Indeed a roadmap on Nvidia for now continues to Reign in AI infrastructure.
Also of note at the Nvidia GTC Conference this week is Jensen Huang hosting a panel with the original authors of the key 2017 Google AI “Attention is all you need’ paper that gave the world ‘Transformers’, and kicked off this Generative AI gold rush now seven years ago. And where they all are now of course.
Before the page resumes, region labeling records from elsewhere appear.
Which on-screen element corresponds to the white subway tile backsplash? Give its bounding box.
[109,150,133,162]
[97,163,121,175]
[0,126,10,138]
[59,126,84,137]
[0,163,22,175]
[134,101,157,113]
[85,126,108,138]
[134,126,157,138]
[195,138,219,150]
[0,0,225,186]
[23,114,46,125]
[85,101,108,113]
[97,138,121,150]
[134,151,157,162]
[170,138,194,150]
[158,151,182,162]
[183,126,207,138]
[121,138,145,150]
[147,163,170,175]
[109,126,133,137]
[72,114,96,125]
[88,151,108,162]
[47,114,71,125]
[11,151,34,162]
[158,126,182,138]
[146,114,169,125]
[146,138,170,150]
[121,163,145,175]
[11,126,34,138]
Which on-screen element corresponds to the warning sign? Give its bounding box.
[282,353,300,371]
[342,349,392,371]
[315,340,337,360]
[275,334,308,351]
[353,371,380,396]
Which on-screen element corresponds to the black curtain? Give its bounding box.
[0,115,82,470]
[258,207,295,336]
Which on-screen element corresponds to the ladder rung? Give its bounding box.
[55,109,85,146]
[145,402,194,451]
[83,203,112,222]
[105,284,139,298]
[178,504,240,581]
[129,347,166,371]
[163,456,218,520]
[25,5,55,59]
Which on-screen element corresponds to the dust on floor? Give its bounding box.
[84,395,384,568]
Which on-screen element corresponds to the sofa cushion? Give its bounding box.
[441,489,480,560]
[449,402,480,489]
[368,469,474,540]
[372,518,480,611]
It’s going to be a very busy hardware and data center expansion period for all the participants in Boxes 1 through 3 in the AI Tech Wave Stack below:
Lots of hardware and software innovation here across the ecosystem, and a lot for potential customers large and small to absorb, digest, test and implement.
As they figure out their own AI products and services further up the AI value stack above in Boxes 4 through 6. Nvidia for now still reigns. Stay tuned.
(NOTE: The discussions here are for information purposes only, and not meant as investment advice at any time. Thanks for joining us here)
Congratulations on your 300th daily post!
I watched teh 2 hour keynote. The question is - is teh stock overpriced or not? I understand the many applications that can use GPUs to accelerate work, and clearly some of it is extremely impressive. But the perception is that AI is going to drive hardware sales. The "accelerationists" are touting a future full of usefiul AI, even AGI, as the backened server farms scale. But what if that does not happen? We've seen this overoptimism before - Silicon Graphics, Sun Micro, and now could it be NVIDIA?
Thoughts as this is yor field of expertise.